# Why according to distribution graph it's normally distributed, but Jarque-Bera test shows non-normally distributed? [duplicate]

I am working on Kaggle's house pricing exercise and I cannot understand something. I watch and read articles on normality tests, and more specifically JB test, but I cannot understand why according to my understanding of that test I need to reject the null hypothesis (which is the normal distribution) and conclude it is a non-normal distribution when the distribution graph shows a very close result to a normal distribution?
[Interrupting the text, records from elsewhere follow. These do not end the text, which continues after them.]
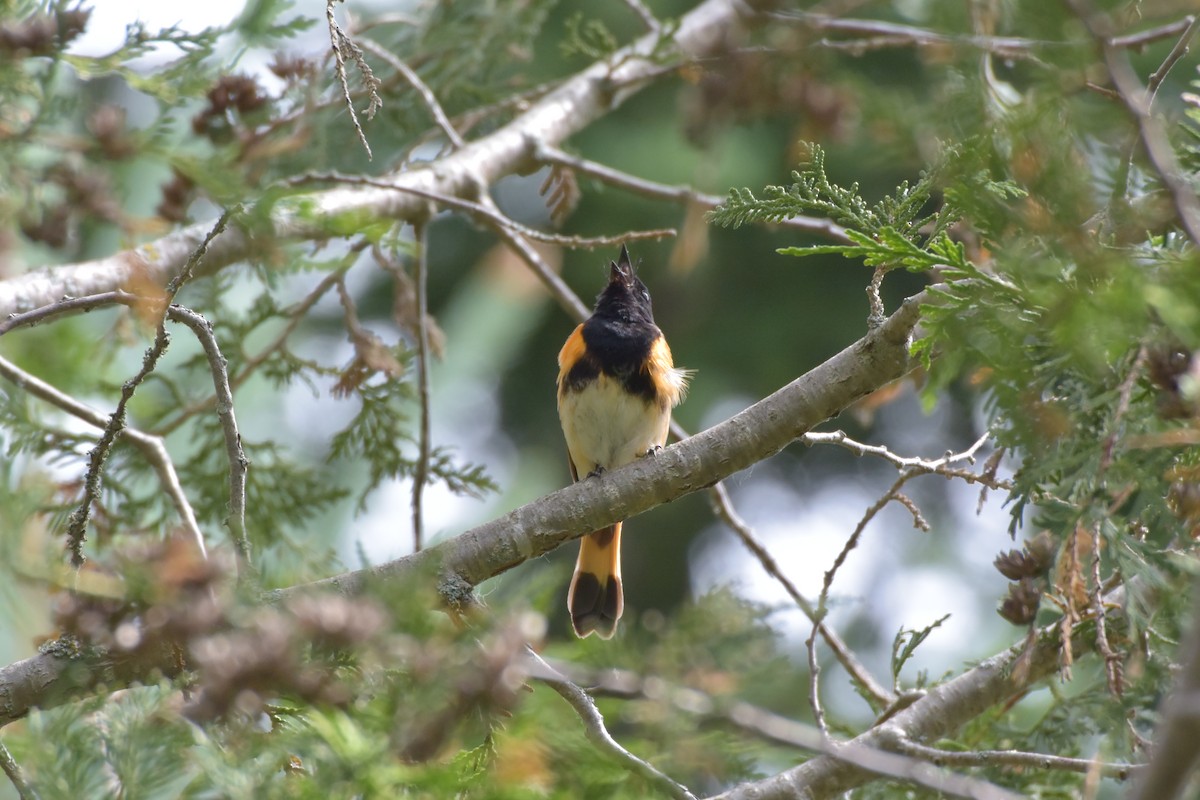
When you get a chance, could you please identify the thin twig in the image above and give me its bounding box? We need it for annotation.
[0,289,142,336]
[1142,16,1200,99]
[1109,16,1195,49]
[708,481,895,711]
[1092,522,1124,697]
[361,38,467,148]
[167,305,252,579]
[532,142,850,242]
[527,649,696,800]
[325,0,383,160]
[0,352,209,559]
[625,0,659,34]
[287,172,676,249]
[1096,344,1147,483]
[1066,0,1200,246]
[475,198,592,323]
[800,431,1013,491]
[67,209,236,569]
[413,222,430,551]
[544,661,1019,800]
[154,269,346,437]
[889,728,1145,781]
[0,741,38,800]
[768,11,1193,58]
[866,266,890,327]
[804,431,990,735]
Jarque-Bera test = 171.236, with p-value 6.55459e-038


So from that result, if I am correct, I reject null and conclude the data are not normally distributed. But then this is the distribution graph (n=1460): PS. The Y var is log of price and the x is year. Could the problem be that year is not a continuous variable?

• Could you explain in what sense you believe this histogram is "close" to a Normal distribution? In effect, you are confronting a formal test with an unexplained intuition; by default, you should believe the test and use its results to modify your intuition.
– whuber
Jul 29 '18 at 15:57
• I was just confused that according to the graph, it seems the data is normally distributed becasue it follows the Bell curve shape, so I became unsure whther I understand the test meaning correctly. However, reading your answer, can I conclude that the test will win over the graph and this is because the graph actually is not perfect Bell shape..? Jul 29 '18 at 16:10
• That's right. Unfortunately, the Jarque-Bera test is difficult to visualize with a histogram (because it is based on higher moments of the distribution, which no histogram explicitly shows). You can evaluate normality by comparing the bar areas to the areas predicted by the fitted Normal curve, using the principles of a Chi-squared test of goodness of fit. By looking closely, I see that the bar for the interval [-0.1,0.1] is too high while the one for [0.3,0.5] is too low. Given there are 1460 data points, you can estimate that these show significant deviations from normality.